Flashback Friday: Notre Dame football’s goal line stand saves 2012 season

Notre Dame football had many memorable moments in 2012, but perhaps none of them were more memorable than a goal line stand vs. Stanford.

For Notre Dame football fans too young to remember the glory of the Lou Holtz years, 2012 was the first magical season of Irish football. Just like Frank Leahy, Ara Parseghian, Dan Devine, and Lou Holtz, Brian Kelly was going to win his first National Championship in his third season has head coach. The dream involved a dominant defense, a highly debated strength of schedule, and an even more questionable quarterback situation.

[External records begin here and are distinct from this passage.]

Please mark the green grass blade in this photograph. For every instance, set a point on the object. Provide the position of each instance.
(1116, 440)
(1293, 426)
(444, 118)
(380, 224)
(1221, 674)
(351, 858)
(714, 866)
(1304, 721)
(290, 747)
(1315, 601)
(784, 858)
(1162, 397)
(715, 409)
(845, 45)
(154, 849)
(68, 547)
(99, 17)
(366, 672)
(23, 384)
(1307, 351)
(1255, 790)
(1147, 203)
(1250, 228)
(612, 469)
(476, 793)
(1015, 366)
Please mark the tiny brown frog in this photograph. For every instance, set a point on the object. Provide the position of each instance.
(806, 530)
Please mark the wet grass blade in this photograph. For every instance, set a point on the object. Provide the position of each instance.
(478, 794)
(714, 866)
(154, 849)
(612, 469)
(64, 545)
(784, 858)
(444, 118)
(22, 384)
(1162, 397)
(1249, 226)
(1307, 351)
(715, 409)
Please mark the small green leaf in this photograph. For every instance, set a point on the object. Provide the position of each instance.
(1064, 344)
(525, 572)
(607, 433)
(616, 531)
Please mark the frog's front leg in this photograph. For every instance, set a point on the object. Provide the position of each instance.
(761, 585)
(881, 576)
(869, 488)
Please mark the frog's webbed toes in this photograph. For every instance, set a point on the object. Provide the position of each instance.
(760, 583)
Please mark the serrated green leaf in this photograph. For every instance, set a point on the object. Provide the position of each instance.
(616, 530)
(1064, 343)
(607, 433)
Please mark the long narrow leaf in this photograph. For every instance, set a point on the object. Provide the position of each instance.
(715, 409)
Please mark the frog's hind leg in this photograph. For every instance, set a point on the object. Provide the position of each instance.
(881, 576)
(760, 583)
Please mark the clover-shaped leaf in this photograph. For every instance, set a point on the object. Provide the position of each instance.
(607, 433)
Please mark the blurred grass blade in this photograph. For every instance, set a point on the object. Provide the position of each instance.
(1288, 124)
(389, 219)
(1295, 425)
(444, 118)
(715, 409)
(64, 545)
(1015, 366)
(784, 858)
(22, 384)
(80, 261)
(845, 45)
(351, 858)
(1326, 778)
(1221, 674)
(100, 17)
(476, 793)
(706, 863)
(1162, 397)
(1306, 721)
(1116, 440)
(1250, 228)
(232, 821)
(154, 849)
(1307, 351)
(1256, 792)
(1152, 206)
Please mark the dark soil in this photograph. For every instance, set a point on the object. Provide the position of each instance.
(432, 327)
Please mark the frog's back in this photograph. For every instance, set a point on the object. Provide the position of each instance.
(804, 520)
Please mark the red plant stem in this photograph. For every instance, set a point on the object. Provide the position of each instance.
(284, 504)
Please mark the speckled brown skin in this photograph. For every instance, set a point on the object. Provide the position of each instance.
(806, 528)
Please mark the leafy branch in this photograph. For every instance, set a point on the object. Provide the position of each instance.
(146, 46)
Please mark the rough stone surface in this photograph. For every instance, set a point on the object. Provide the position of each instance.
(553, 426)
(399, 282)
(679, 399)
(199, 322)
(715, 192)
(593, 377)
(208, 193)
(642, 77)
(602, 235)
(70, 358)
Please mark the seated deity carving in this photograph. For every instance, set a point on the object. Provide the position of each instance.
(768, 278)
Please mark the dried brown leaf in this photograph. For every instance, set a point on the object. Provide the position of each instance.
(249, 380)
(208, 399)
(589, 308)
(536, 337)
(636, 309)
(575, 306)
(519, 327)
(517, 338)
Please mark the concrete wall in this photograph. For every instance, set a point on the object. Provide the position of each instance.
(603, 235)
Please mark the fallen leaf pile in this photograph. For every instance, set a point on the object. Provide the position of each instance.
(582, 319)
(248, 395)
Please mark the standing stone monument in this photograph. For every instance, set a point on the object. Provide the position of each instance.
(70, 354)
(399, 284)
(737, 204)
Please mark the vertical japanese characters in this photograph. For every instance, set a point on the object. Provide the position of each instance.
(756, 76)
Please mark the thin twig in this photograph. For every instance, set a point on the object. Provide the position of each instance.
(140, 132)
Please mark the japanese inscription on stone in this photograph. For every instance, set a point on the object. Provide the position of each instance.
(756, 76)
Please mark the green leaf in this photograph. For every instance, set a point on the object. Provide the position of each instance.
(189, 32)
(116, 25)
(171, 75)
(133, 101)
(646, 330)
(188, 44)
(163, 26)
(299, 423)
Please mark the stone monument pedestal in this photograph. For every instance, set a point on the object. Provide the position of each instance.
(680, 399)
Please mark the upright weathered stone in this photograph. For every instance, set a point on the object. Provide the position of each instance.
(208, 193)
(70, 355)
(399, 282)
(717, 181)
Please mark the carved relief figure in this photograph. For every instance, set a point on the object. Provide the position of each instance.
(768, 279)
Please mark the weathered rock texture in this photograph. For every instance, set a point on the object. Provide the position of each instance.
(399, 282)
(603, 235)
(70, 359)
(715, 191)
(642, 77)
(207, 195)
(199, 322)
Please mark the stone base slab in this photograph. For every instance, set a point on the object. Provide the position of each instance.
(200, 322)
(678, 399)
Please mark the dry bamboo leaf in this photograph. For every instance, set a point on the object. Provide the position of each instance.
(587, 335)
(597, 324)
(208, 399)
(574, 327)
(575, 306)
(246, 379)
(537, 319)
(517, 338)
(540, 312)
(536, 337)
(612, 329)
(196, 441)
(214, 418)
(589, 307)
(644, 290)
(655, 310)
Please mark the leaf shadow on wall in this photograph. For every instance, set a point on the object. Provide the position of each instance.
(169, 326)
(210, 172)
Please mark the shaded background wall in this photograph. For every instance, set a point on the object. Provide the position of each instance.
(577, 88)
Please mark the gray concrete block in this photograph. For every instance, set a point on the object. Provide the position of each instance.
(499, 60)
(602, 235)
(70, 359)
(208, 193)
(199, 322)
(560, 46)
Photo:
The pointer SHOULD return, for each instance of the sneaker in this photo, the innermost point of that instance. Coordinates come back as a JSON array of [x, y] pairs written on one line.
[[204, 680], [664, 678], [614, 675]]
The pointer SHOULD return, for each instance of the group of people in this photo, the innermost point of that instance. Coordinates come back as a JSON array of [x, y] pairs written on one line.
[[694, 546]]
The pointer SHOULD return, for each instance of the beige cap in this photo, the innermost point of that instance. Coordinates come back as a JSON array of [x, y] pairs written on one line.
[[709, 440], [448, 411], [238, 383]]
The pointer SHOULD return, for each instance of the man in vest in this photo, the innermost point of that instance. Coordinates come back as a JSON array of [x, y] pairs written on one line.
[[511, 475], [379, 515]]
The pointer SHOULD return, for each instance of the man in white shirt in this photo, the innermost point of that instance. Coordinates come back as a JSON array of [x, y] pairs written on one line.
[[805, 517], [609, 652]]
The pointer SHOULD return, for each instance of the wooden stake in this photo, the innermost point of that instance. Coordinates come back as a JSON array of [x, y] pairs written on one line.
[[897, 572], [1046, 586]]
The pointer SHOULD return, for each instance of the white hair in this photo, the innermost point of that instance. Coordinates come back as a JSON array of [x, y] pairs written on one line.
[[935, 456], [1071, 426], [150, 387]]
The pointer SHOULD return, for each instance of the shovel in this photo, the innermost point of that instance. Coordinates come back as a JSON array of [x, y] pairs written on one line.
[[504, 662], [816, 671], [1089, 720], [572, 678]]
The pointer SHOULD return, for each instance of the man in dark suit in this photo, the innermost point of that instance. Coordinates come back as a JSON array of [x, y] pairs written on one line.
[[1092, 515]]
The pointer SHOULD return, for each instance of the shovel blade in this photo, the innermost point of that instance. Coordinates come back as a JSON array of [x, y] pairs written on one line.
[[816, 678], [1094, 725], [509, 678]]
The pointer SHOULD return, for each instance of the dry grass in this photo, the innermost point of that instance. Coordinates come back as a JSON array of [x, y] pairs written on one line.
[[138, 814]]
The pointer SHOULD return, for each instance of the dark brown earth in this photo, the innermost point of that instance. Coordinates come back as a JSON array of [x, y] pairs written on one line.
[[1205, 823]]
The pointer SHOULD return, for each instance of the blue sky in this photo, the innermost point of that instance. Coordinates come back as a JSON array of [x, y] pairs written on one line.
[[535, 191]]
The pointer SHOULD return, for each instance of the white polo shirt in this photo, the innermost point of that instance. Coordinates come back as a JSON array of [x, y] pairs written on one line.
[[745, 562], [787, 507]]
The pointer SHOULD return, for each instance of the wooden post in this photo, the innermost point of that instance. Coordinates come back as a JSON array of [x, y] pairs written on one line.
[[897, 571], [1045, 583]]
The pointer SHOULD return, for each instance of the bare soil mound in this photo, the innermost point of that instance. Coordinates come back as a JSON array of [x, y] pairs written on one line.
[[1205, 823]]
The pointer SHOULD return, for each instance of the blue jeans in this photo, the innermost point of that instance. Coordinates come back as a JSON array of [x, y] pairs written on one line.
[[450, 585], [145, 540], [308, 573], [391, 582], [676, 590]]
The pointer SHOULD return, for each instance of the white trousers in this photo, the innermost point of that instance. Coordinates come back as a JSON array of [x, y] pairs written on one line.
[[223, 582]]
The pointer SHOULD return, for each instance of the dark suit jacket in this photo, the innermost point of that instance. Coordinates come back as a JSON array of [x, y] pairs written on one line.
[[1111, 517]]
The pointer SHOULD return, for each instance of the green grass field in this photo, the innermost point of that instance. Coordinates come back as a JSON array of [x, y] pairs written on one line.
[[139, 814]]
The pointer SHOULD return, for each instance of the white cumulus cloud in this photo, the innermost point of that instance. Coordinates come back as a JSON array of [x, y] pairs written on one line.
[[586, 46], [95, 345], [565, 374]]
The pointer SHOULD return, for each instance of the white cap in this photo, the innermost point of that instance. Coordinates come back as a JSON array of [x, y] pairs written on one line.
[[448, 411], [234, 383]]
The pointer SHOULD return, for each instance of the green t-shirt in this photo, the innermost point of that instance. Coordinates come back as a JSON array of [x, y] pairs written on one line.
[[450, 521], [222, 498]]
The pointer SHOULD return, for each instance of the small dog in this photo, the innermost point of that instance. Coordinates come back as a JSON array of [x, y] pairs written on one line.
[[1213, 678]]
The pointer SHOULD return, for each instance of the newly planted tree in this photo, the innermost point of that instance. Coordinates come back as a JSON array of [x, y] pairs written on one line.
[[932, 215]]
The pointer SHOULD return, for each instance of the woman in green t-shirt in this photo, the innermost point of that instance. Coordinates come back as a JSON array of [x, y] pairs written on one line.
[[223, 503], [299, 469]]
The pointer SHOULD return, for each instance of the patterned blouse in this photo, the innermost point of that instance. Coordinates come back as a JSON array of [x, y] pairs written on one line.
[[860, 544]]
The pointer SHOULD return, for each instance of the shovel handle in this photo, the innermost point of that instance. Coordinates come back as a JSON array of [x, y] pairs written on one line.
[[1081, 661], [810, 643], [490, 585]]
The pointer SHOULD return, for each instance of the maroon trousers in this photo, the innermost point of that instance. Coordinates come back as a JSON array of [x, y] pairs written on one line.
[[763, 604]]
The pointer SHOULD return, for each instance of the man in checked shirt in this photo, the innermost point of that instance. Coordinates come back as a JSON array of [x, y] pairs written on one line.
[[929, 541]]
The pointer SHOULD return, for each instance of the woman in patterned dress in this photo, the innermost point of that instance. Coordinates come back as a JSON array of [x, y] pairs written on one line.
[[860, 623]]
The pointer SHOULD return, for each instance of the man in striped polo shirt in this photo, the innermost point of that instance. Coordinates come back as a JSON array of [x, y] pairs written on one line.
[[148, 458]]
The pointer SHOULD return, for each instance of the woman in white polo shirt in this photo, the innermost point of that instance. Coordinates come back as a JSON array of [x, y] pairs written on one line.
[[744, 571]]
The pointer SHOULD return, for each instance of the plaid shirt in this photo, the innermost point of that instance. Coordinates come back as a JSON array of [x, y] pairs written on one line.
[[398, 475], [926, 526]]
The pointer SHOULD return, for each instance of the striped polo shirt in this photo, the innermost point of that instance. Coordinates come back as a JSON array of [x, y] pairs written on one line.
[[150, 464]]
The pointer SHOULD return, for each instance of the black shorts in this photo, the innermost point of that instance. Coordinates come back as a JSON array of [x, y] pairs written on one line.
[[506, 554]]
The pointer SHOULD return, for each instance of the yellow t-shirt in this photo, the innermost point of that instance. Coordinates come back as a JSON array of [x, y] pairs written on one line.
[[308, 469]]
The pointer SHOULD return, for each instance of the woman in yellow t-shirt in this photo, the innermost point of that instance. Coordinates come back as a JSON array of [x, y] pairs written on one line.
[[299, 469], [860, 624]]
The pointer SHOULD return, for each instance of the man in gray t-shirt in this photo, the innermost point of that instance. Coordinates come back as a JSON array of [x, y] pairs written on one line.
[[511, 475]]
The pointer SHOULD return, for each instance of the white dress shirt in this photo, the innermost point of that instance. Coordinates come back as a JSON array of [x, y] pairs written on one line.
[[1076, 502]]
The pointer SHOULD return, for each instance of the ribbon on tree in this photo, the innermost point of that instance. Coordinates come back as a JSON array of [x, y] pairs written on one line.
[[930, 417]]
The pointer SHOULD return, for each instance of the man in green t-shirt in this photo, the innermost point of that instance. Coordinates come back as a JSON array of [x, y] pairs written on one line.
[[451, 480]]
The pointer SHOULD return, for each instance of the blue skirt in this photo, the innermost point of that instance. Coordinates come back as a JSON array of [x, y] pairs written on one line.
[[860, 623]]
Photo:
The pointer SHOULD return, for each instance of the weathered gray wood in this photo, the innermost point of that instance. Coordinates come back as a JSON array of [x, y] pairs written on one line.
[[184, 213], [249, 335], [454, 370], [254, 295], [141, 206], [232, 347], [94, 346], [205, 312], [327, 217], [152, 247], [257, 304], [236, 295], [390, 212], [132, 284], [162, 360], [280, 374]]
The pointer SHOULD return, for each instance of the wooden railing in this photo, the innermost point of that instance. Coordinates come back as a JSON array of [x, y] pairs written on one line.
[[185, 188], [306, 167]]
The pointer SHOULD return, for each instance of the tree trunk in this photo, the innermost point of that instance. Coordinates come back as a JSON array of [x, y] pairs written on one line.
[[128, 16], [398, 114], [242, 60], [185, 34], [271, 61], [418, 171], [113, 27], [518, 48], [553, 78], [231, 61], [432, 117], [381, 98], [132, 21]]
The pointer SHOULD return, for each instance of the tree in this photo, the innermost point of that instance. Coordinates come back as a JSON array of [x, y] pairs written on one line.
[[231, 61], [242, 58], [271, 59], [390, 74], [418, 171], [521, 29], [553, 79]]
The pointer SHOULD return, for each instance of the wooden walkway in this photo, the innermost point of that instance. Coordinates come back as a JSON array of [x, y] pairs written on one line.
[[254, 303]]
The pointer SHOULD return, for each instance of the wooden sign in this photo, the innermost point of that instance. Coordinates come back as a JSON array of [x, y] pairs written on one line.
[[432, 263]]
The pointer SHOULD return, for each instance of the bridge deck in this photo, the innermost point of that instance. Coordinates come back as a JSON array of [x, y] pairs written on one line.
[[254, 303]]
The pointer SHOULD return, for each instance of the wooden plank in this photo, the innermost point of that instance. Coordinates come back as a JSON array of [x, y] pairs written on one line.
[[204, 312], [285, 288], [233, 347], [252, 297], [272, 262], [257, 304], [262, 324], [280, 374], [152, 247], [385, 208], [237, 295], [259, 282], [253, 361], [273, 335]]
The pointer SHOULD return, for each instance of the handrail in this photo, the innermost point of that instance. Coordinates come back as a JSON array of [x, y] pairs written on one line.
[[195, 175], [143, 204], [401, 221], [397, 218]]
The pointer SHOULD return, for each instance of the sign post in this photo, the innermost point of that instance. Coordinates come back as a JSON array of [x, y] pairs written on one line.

Of course, that all came crashing down in the BCS National Championship game, but it was still a dream of a season to get to that point. In getting to that point, despite the issues with Notre Dame’s strength of schedule, were several tests. This included both Michigan and Michigan State, along with a trip to Oklahoma.

However, none of those teams gave Notre Dame a bigger challenge than Stanford.

The Cardinal came into South Bend, and gave the Irish their biggest scare during the regular season. In fact, come the 4th quarter, as Stanford took a 13-10 lead, Notre Dame found themselves trailing for the first time all season.

While trailing was enough to make anyone tense, the offense was even worse.

Everett Golson, for all his promise struggled to get off his first read, and let the pressure bother him too much. An early fumbled snap put the Irish in trouble, and it was only by the luck of the Irish that the defense was able to stand tall time and time again. A pair of first quarter interceptions saved Golson’s fumble from costing the Irish points and set up a Kyle Brindza field goal.

A later Golson fumble would be recovered by Stanford for a 2nd quarter touchdown. No way for the defense to save you there.

That would be the case against Stanford, and much of the season. A great defense saved a frustrating offense. It was frustrating because of all the potential on the offensive side of the ball. Ronnie Stanley, Nick and Zack Martin were all on the offensive line. Tyler Eifert, Michael Floyd, Cierre Wood, Theo Riddick, George Atkinson, and TJ Jones headlined the offensive weapons. Brian Kelly just couldn’t find a quarterback. Golson was more athletic, and had all the upside, but he also only had limited understanding of how to play quarterback in college. He was a freshman after all. Tommy Rees, on the other hand, knew the offense better than Chuck Martin. He also had the most spectacularly mediocre skill set around.

SOUTH BEND, IN – OCTOBER 13: Tommy Rees #11 of the Notre Dame Fighting Irish looks for a receiver during overtime as Trent Murphy #93 of the Standford Cardinal applies pressure at Notre Dame Stadium on October 13, 2012 in South Bend, Indiana. Notre Dame defeated Stanford 20-13 in overtime. (Photo by Jonathan Daniel/Getty Images)

Golson, the starter, ended the game with a QBR of 38.3. Rees had to take over during winning time, as was quickly becoming a theme all season. Rees went 4/4, and led both the game tying, and game winning drives. The latter would come in overtime.

Notre Dame really was lucky they had a defense that could dominate the number 17 team in the country, holding Stanford to 6 offensive points all game long. Still, even the defense needed a little luck to stop Stanford in overtime.

Of course, Stanford fans may not have called it luck, just home-cooking. It didn’t matter to the Irish, though. They would win the game on a controversial goal line stand in overtime. It certainly looked like Stanford’s Stepfan Taylor made it into the endzone, but the referees blew a quick whistle, and replay agreed. Taylor’s forward progress was stopped before the goal line.

Notre Dame wins, 20-13.

The 2012 Stanford team isn’t remembered in the same vein as the Andrew Luck teams that came before, or the Christian McCaffrey teams that came after it.  Still, 2012 Stanford was a dominant team, who beat #2 USC, #1 Oregon, #13 Oregon State, along with #15 and #17 UCLA. They won the Rose Bowl, to go along with their second win over UCLA, which won the PAC-12. Their roster had household names, like Zach Ertz. This was no easy win.

For how it ended, who it was against, and what it meant for Notre Dame’s National Title shot going forward, the win against Stanford was by far the most memorable game for the 2012 Notre Dame team.